In our study we choose the phase damping and the amplitude damping channels as noise models. The former is given by the Lindblad operator \(L=\sigma _z\), the latter is given by the operator \(L=\sigma _- = |0\rangle \langle 1|\). In order to objectively compare the control methods, we study two setups: with equal number of steps of the algorithm and with equal computation time. The number of steps and length of these intervals are shown in Table 1 and Table 2.

Figure 3 shows the results for the phase damping channel. In the case of the NOT target gate, shown in Fig. 3a, b, we obtain the best results performing optimization with the approximate gradient method. In this setup the control is performed on the ancillary qubit, which leads to a smoother evolution of the target qubit, as the interaction between the two-qubits smooths impact of the control fields. Another feature of the result is the fact that the fidelity of the optimized operation decreases significantly when \(\gamma \approx J\).

In the case of the SWAP target gate, shown in Fig. 3c, d, we get similar results. This is consistent with the results for the two qubit systems. In this case the genetic optimization and approximate evolution perform poorer compared to the approximate gradient method.

Next, in Fig. 4 we show the results for the amplitude damping channel. These results are similar to the phase damping case. Again there is a drop in the fidelity of the operations when \(\gamma \approx J\).

Finally, we focus on comparing the algorithms when the computation times are on the same order of magnitude. To achieve this, we added more control pulses in the gradient-based methods. In the case of both gradient-based methods, we used 128 pulses for the two-qubit scenario and 512 for the three-qubit scenario.
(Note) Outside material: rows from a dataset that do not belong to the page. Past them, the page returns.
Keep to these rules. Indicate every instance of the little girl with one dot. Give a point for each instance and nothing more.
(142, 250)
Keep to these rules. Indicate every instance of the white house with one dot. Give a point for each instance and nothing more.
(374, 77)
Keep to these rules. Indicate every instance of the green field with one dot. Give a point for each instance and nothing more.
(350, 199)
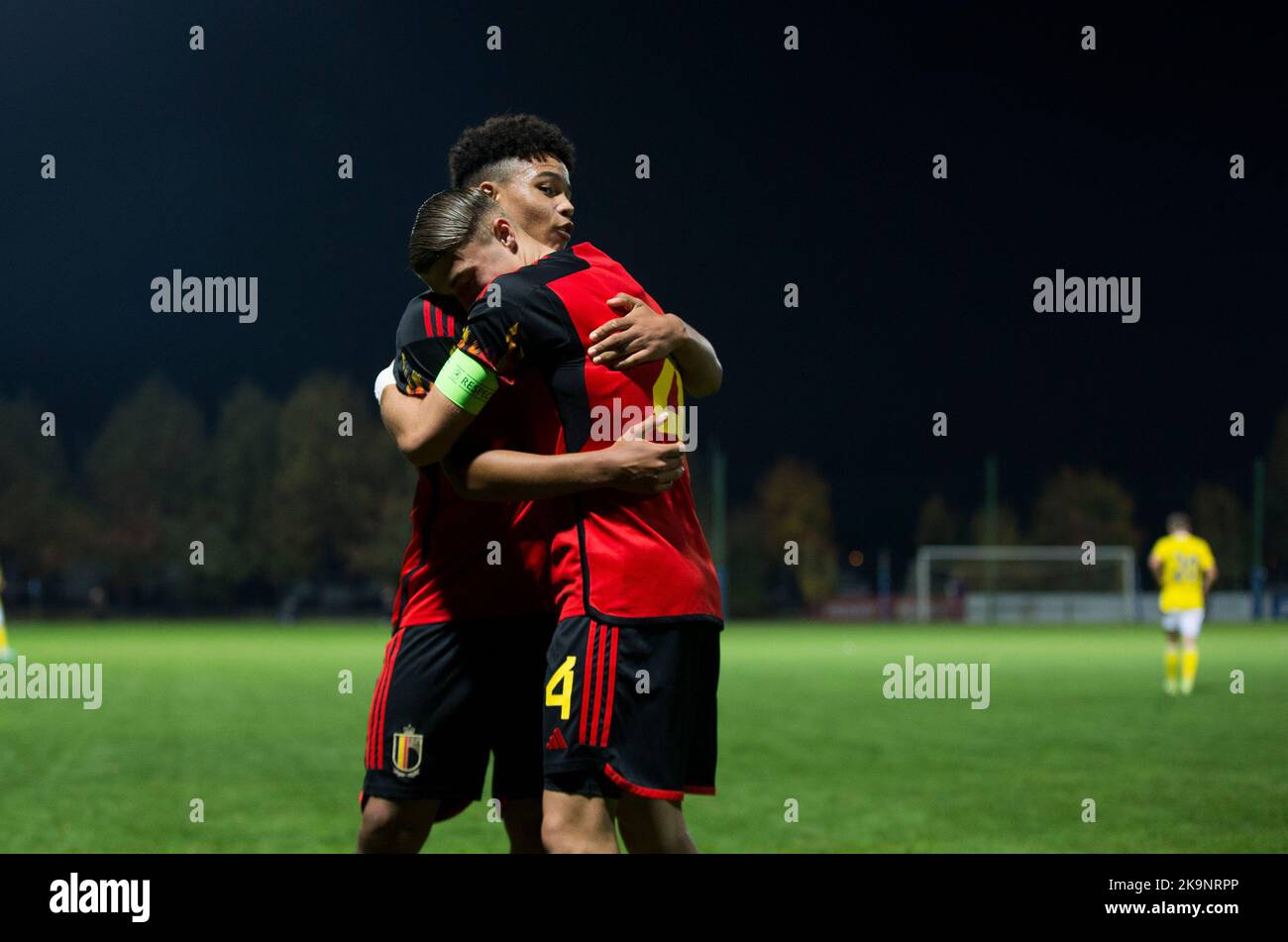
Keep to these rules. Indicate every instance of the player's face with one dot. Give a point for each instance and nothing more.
(539, 198)
(465, 271)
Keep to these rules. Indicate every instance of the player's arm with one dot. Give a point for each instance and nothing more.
(1210, 575)
(640, 336)
(1155, 567)
(630, 464)
(426, 427)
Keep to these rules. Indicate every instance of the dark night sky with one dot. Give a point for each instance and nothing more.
(767, 167)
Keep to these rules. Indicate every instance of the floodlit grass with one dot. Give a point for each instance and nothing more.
(248, 717)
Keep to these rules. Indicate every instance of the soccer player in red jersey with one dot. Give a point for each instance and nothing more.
(631, 671)
(473, 611)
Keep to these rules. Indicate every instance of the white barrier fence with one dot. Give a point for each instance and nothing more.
(983, 607)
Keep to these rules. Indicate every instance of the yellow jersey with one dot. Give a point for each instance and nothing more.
(1185, 560)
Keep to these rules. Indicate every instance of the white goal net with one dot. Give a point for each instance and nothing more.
(1025, 583)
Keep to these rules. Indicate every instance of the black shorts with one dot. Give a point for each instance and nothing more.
(631, 709)
(449, 695)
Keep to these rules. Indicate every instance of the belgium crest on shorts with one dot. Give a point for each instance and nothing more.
(408, 747)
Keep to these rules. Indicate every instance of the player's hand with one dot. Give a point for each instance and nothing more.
(642, 466)
(638, 336)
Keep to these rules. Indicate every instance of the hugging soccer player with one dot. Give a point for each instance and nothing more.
(473, 613)
(1185, 569)
(630, 719)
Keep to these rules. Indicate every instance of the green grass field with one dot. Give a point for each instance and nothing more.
(248, 717)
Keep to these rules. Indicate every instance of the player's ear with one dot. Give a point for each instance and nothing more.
(503, 233)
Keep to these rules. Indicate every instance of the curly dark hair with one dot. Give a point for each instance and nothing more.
(501, 138)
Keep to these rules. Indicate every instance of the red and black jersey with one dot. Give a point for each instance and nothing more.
(617, 558)
(450, 568)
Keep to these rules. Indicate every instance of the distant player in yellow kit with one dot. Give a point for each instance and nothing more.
(1185, 571)
(5, 652)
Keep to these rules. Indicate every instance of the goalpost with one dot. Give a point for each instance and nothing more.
(1030, 581)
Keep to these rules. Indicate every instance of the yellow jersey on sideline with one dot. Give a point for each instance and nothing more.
(1185, 559)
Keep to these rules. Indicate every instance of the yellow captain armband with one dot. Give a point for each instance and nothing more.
(467, 382)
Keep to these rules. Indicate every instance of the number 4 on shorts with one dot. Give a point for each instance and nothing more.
(562, 680)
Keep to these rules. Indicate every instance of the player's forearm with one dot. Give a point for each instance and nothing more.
(698, 364)
(505, 475)
(424, 429)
The computation times are summarized in Table 3. Results are presented in Figs 5 and 6. The obtained results show that using the method based on approximate gradient of the fitness function, we get control pulses providing the most accurate evolution.

Table 3 Average computation times in seconds for different simulation setups
Fig. 5
figure 5

Simulation results for the phase damping channel with equal computation time, a 2-qubit system, target NOT gate, b 3-qubit system, target \({\mathbbm {1}} \otimes NOT\) gate, c 3-qubit, target SWAP gate, d 3-qubit, target SWAP gate between first and last qubit

Fig. 6
figure 6

Simulation results for the amplitude damping channel with equal computation time, a 2-qubit system, target NOT gate, b 3-qubit system, target \({\mathbbm {1}} \otimes NOT\) gate, c 3-qubit, target SWAP gate, d 3-qubit, target SWAP gate between first and last qubit

5 Conclusions

We studied various methods of obtaining piecewise constant control pulses that implement an unitary evolution on a system governed by Kossakowski–Lindblad equation in the restrictive singular coupling limit. The studied methods included genetic optimization and the L-BFGS-B algorithm with the use of fidelity gradient based on an approximate evolution of the quantum system and an approximate gradient method for the exact evolution case.

Our results show that, by adding an ancilla, it is possible to implement a unitary evolution on a system under the Markovian approximation. What we have found is that it is sufficient to apply the control pulses to the ancillary qubits. This is caused by the fact that the interaction between the two qubits smooths impact of the control fields. This is limited to the case when the environment is slower than the frequency of oscillation of the qubits. In other words we require that \(\gamma <J\).

The comparison of the numerical optimization methods used for control design led to the conclusion that using approximate gradient-based approach one gets the best results in terms of fidelity of the target unitary and the operator resulting from obtained control pulses.